ですから、家を作る時はどんどんどん手伝わせました。釘を打つのを時々交代したりしたため、ハンマーの跡だらけですがそれでも構わないから自分の打ったという証拠を残しておけということにしました。流しの耐水塗料も二人に塗らせたら、はけの跡だらけになったんですね。でも、わざと自分の残したあとを見ておけと言って、そうすることでやっと土地勘というものが生まれてくるんじゃないかと考えています。そうやって欧米と同等の家庭教育になり得るんじゃないかと考えています。とにかく土地勘を持って欲しい、と考えて家がどうやって出来あがるのかを見せることにしたのです。



著書の最後にも書きましたけれども、我が家を作るのはうちのポリシーの一つとしてやってきました。作るという行為を家庭に植えつけたかったんです。作るっていうのは、自分で自分流の物を工夫してきちっと完成させることです。そしてお父さんもそれをやると。実際には僕自身も家具とか道具類は既製品をよく買っていたんです。しかし、買って済ませるということにいつも抵抗がありました。

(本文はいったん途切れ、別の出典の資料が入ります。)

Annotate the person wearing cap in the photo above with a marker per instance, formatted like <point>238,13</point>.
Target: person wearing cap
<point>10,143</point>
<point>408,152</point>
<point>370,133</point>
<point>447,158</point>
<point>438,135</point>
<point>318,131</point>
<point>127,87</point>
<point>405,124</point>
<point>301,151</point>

ヨーロッパ、特にドイツの暮らしを見てきたからかもしれませんが、良い物を長く使うヨーロッパ風のライフスタイルの方がいいのではないかと、それが正解なんではないかと思うんです。



それで、出来るだけ木製の家具を作ることにしています。良い物がないならば自分で作ると。榛名での暮らしを始めて痛感するのは、木製の物は使いづらかったり欠けたりしてもすぐに直せるわけですね。不要になったら最後は燃料になる。つまり、フル活用出来るわけで、この方法は間違いでなかったなと思っています。



うちにはうちのやり方があると世のお父さん方は言うんですが、口だけではなかなか伝わらない。でも、DIYは目に見えるわけです。そうするといちいち口で言わなくても次第に子供たちも分かってきてくれたのかなと感じています。



DIYをやって変わったことは何ですかという質問がありましたが、変化ではないけれど獲得したものとして、自分で作る、そしてそれに対する誇りというと少し大げさですが、そうした態度が浸透したなと思っています。



例えば、長男・長女共に小学校低学年の頃はテレビCMに出ている学習机がうらやましくてしょうがなかったようですが、高学年になるにつれて少しずつ意識が変わってくるのが見えてきました。友達などが来ると自分のために作ってもらった机なんだということをそれなりに自慢している気配があるんですよね。そのうちに友達のほうがうらやましがるわけです。これは僕としてもほっとしました。その延長として、高学年になると自分で錐や鋸を使うようになり、子供の中にも浸透させることが出来たなと思います。DIYを日常的にやってきて、いいところは自分の求めている本棚やデッキが手に入ったということで、難点というのはかみさんの僕に対する依存度が高くなってくるということです。色々作ってとよく言われます(笑い)。